Били Ваську, сколько он себя помнит. За чавканье за столом – подзатыльник, за порванную рубашку – ремня, за сломанный магнитофон – палкой. Васька рассказывает это смеясь, когда кто-то из взрослых спрашивает о шрамах. Он улыбается по-детски искренне: «Да если б не били меня, я бы вообще непонятно кем вырос! Другого пути со мной и не было! Хорошо, что били, хоть в башке что-то осталось, а то бы...» Нет у него ответа, что бы было, если б не били. Мать после каждой такой выволочки подзывала его к себе и объясняла, что она его любит, поэтому и бьёт, что это для его же пользы... Так и лупит он теперь сам себя, чтобы польза была или потому, что правда верит, что это такое проявление любви. Приступы агрессии и самоагрессии проходят, и Васька устало ложится на свою койку и несколько часов молча лежит. Потом пару дней ходит с недовольным лицом, о чём-то думая. А вскоре снова появляется тот искренний взгляд, который делает его похожим на зверька, но домашнего, потерянного. Его и зовут обычно ласково – Васька, за добрые глаза с едва заметными искрами тоски.

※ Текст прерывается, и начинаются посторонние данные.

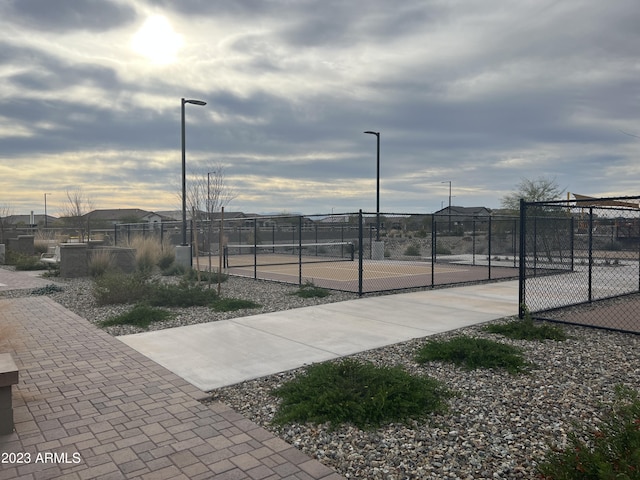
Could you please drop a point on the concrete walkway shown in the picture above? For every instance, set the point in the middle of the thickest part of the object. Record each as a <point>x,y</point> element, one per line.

Когда его спрашивают про употребление, он растерянно отвечает, что это его способ успокоиться. Так он не чувствует вины хоть какое-то время. Он знает, к чему это приведёт. Полгода назад он начал колоться. Васька считает, что после этого он стал спокойнее, потому что наркотик выключает в нём все чувства. Чувства Васе мешают, их слишком много, и они тяжёлые. На жизнь он смотрит философски: «Я для мамы живу. Она столько в меня вложила, столько мучилась. Так бы я и не стал напрягаться, устал я что-то жить, надоело вроде. Если б кто убил там или машина сбила – было б проще. Самому тоже хочется, я уже пробовал несколько раз, но маму жалко, не поймёт, плакать будет, что я так. Ради матери я исправлюсь, ей очень нужно...» Он говорит это снова и снова, давая обещания, ставя новые цели, выполняя задания специалистов в каждом новом месте исправления.

Возможно, сила русского человека не в идеологии, которая не раз менялась (от язычества к христианству, от монархии к коммунизму, от коммунизма к...). Его сила в родовой духовности, самобытности. Это, безусловно, лишь субъективное мнение, сложившееся из определённого профессионального опыта. Но, быть может, опора на эти корни, напоминание о них помогут воссоединиться с духовным началом, заложенным в нас. Мы, как страна, как отдельно взятые её представители, постоянно смотрим либо вперёд (будущее, прогресс, развитие), либо на тех, кто «бежит» на соседних дорожках (опережающий Запад, догоняющий Восток, отстающие страны). Но будучи ориентированными вовне, мы слишком редко заглядываем вглубь себя, в глубину наших традиций и достижений, не используя и со временем теряя уникальную силу, переданную нам от поколений предшествующих. Возможно, именно эта сила способна восстановить ту духовность и любовь во внутрисемейных отношениях, которые позволят детям жить ради самой жизни, как умели наши предки, не изводя себя вопросом: стоит ли?